Markdown structure for hierarchy:

## Files Modified
- path/to/file.py - [description]

## Implementation Summary
[2-3 sentences]

Prefilling to guide format from first line:

Begin your response with:
### Analysis Results
**Status:** [FOUND/NOT_FOUND]

Chain-of-thought for complex tasks:

Think through step-by-step:
1. First, identify all auth endpoints
2. Then, trace to verification logic
3. Finally, determine library used

For detailed examples: See reference.md


Multi-Agent Delegation

Parallel vs Sequential Execution

Use PARALLEL when:

  • Tasks are independent
  • No shared state
  • Can run simultaneously
  • Want 5-10x speedup

Example - Parallel (GOOD):

# Single message, multiple Task calls
Task(query="Find JWT verification in auth module", role="investigator")
Task(query="Find JWT verification in API routes", role="investigator")
Task(query="Find JWT verification in middleware", role="investigator")
Task(query="Check dependencies for JWT libraries", role="investigator")

Use SEQUENTIAL when:

  • Task B depends on Task A output
  • Shared state (file modifications)
  • Order matters

Example - Sequential (GOOD):

# Message 1: Discovery
Task(query="Find all auth endpoints", role="investigator")

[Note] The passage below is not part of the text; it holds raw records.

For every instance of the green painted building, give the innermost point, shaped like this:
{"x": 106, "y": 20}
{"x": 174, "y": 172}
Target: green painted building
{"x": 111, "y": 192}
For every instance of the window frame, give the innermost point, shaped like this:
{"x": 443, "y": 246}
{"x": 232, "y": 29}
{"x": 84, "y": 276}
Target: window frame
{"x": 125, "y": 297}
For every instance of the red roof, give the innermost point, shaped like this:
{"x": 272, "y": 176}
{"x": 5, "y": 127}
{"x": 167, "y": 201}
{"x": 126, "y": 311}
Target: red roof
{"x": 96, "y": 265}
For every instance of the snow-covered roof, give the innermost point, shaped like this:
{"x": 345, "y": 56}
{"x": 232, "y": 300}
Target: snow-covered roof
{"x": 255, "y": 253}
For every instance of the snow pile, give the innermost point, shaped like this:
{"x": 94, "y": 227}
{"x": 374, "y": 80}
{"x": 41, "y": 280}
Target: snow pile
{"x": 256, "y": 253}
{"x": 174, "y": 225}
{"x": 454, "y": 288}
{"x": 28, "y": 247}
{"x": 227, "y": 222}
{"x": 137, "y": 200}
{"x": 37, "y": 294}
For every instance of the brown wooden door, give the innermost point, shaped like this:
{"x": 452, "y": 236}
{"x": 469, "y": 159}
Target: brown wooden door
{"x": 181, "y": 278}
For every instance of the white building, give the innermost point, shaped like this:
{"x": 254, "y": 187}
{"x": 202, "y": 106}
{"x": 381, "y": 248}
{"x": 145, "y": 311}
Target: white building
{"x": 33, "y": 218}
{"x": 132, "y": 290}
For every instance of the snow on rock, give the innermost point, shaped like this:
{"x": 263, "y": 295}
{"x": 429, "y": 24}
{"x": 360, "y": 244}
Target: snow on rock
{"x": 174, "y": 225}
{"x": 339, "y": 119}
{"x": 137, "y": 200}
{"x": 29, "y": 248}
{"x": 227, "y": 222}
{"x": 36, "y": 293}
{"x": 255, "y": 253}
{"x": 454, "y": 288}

# Wait for response, then Message 2: Implementation
Task(query="Implement rate limiting on endpoints: [list from Task 1]", role="implementation-executor")

Clear Task Boundaries

Prevent overlap/gaps:

GOOD:
- Agent A: User authentication (login, logout, sessions)
- Agent B: Authorization (permissions, roles, access control)
- Agent C: Token management (JWT creation, validation, refresh)

BAD:
- Agent A: Work on auth
- Agent B: Work on security
- Agent C: Work on users

Why bad: Overlapping responsibilities cause duplication and conflicts.

Context Handoff Between Agents

Explicit handoff:

Agent 1 output:
JWT verification found at src/middleware/auth.js:45-67 using jsonwebtoken v9.0.0.

Agent 2 prompt:
Context: JWT verification at src/middleware/auth.js:45-67 using jsonwebtoken v9.0.0.
Your task: Add rate limiting, preserve existing token blacklist logic.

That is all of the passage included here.